バイエル、米国で新たな細胞治療製品製造施設に2.5億ドル投資
- 新施設は、後期臨床試験および将来の製品上市時の細胞治療製品を供給
- BlueRock Therapeutics社によるパーキンソン病向けの細胞治療bemdaneprocel(BRT-DA01)の臨床試験を支援
- 新施設は、米国カリフォルニア州バークレーに所在
ベルリン、2023年10月10日 ― ドイツ・バイエル社は、世界中の患者さんに細胞治療をお届けできるよう、米国カリフォルニア州バークレー市に新たな細胞治療用製品製造施設を開設したことを発表しました。
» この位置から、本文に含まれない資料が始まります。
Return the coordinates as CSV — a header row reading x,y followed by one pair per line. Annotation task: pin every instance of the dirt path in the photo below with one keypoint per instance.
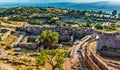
x,y
6,66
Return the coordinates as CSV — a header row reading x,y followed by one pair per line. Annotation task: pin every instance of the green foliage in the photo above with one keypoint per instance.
x,y
42,59
48,37
114,12
98,26
55,58
111,28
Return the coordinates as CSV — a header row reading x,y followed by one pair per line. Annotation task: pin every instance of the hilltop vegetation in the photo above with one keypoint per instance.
x,y
54,16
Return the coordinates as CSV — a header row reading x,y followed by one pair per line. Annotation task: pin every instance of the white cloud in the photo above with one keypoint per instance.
x,y
47,1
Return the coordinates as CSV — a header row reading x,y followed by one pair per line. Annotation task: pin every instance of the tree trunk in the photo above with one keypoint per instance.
x,y
53,68
43,68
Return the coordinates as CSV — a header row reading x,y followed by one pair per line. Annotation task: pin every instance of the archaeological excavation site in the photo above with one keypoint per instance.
x,y
96,50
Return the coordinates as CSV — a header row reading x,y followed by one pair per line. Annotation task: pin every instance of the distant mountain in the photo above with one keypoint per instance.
x,y
96,6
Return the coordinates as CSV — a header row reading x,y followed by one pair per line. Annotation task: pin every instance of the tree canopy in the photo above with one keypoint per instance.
x,y
55,58
48,37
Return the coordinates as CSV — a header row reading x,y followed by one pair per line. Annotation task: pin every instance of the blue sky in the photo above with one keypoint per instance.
x,y
49,1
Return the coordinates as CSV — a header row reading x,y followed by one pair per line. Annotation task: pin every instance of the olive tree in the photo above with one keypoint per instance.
x,y
48,37
55,58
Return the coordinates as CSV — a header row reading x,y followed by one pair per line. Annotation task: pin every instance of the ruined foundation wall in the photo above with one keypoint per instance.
x,y
77,32
109,42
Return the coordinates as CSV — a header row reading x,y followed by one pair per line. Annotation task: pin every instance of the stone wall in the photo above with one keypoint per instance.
x,y
29,42
76,32
28,45
16,41
4,33
109,42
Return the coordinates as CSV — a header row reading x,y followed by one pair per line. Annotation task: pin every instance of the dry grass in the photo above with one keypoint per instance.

2.5億ドルを投資する本施設では、BlueRock Therapeutics (以下「BlueRock」)社のbemdaneprocel(BRT-DA01)の臨床試験および市販用製品の製造を支援します。 Bemdaneprocelは現在、パーキンソン病の治療に関して開発中の細胞治療です。BlueRock社は、臨床開発段階の細胞治療を扱うドイツ・バイエル社の完全子会社で、独立して運営されています。この新たな施設においては、バイエルの細胞治療ポートフォリオの進展に伴って今後開発される細胞治療についても、製造を支援する予定です。
ドイツ・バイエル社経営委員会委員・医療用医薬品部門代表のシュテファン・エルリヒは、次のように述べています。「この新たな施設への当社の投資は、細胞治療が世界中の患者さんにとって現実のものとなることを確かにするものです。細胞治療は、疾患の根本原因を標的にすることや重要な生体機能の回復など、これまでとは異なる方法で疾患を治療する重要な機会を提供するものです」
この新たな細胞治療製品製造施設は、バイエルが米国カリフォルニア州バークレーに有するバイオテクノロジーに特化した施設におけるトランスフォーメーションの一環であり、ここでは過去5年間に約5億ドルを投資してきました。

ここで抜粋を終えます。